This is a great question, and I hope to see many more like it.

Demster-Shafer Theory and Bayesian Networks were both techniques that rose to prominence within AI in the 1970's and 1980's, as AI started to seriously grapple with uncertainty in the world, and move beyond the sterilized environments that most early systems worked in.

In the 1970's and perhaps even earlier, it became apparent that direct applications of probability theory to AI were not going to work out because of the curse of dimensionality. As more variables needed to be considered in a given problem, the amount of storage space and processing time needed increased exponentially. This led to a search for new methods to handle uncertainty within AI.

Bayesian Networks and Bayesian Learning remained firmly rooted in probabilistic reasoning, but allowed for the assignment of subjective priors to probabilities, to incorporate expert knowledge. It also allowed problems to be factored into graphical structures to avoid the curse of dimensionality in most cases.

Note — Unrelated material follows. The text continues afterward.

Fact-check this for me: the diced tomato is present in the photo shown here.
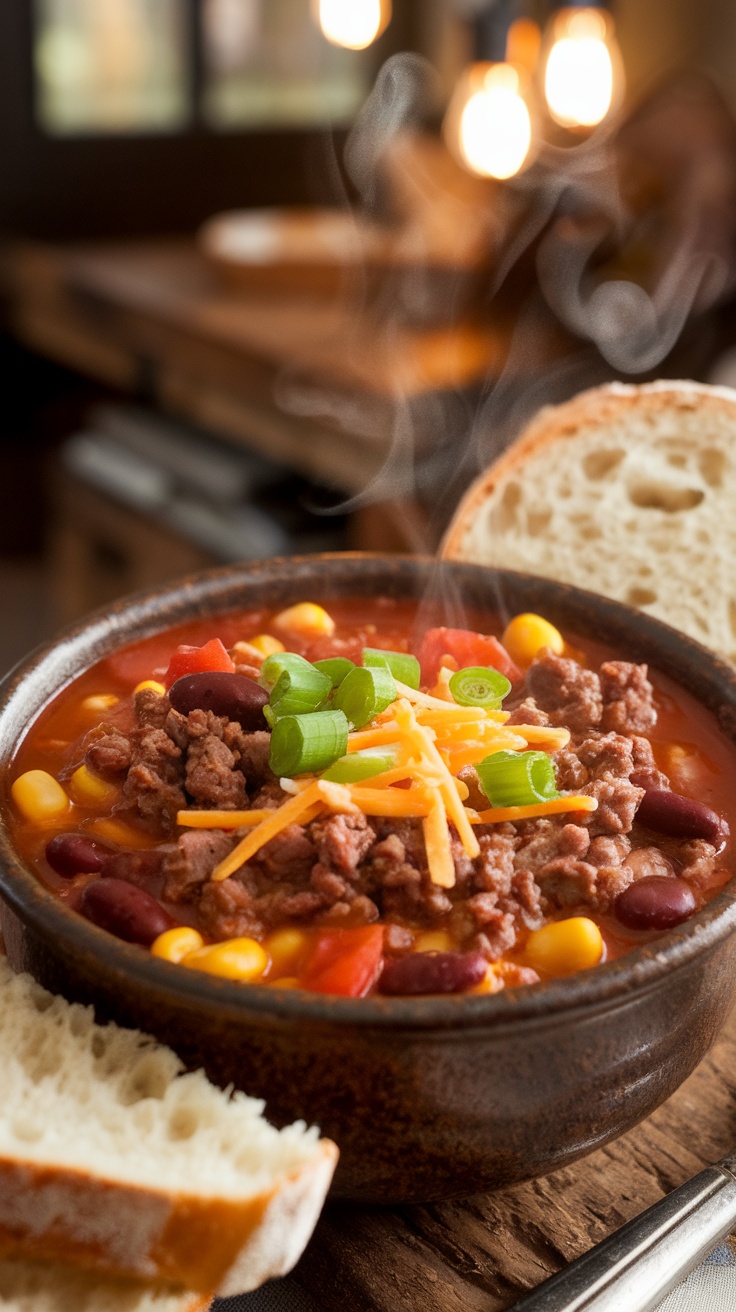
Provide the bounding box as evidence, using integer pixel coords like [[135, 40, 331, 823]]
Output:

Dempster-Shafer was a further generalization of Bayesian Networks, in which malformed probability distributions were permitted as a way to capture uncertainty. So, for example, the probability of all possible events was not required to add up to 1, because there might be events we don't know about. While on the surface this might seem reasonable, most modern AI researchers view this as a deeply flawed approach. Cheeseman's criticism of DS and other non-probabilistic methods is the basis from which a lot of this view stems. Judea Pearl was another harsh and influential critic of DS Theory.


The basic difference in the fusion of new information is that in Bayesian Networks, after observing new evidence $$E$$, we apply Bayes' rule:

$$ P(H | E) = P(E | H) * P(H) / P(E) $$

to yield a posterior for every hypothesis.

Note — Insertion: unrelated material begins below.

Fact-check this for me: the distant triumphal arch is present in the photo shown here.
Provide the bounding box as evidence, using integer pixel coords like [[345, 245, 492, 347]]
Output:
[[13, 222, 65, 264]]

In DS theory, we look for overlap between the worlds suggested by the new evidence and the old data. This can lead to non-sensical results.

Here's an example:

Our prior belief is that our Robot is located at position (0,1) with probability 0.95, and position (0,2) with probability 0.05.

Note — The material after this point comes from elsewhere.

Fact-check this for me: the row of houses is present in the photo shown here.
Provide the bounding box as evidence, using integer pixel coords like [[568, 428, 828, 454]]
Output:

A new signal appears. The signal indicates that robot is at position (0,0) with probability 0.95, and position (0,2) with probability 0.05.

Under Bayes rule, we consider the probability that these signals were generated under each of our original hypotheses, and the probability of observing these signals at all, as shown in the equation above. Under DS-Theory, we would do the same thing.

However, DS-theory provides a second way to interpret the signal: as a second prior distribution, rather than as evidence. We can then combine this second prior with the first, to compute a sort of joint-prior:

$$P( H_{A,B}) \propto P(H_A) * P(H_B)$$

That is, the "probability" (it's not always a true probability, which is one of the criticisms) of a hypothesis after the fusion will be the product of the "probabilities" of the hypothesis under each of the separate priors.

In the example above, this gives a wacky result: the "joint prior" says the Robot is at (0,2) with probability 1.0. This and other problems are why this mode of information combination has mostly been abandoned. There are many more examples on the wikipedia page for DS.

I think there's a discussion of this in more detail in Section IV of Russell & Norvig, at the end of one of the chapters.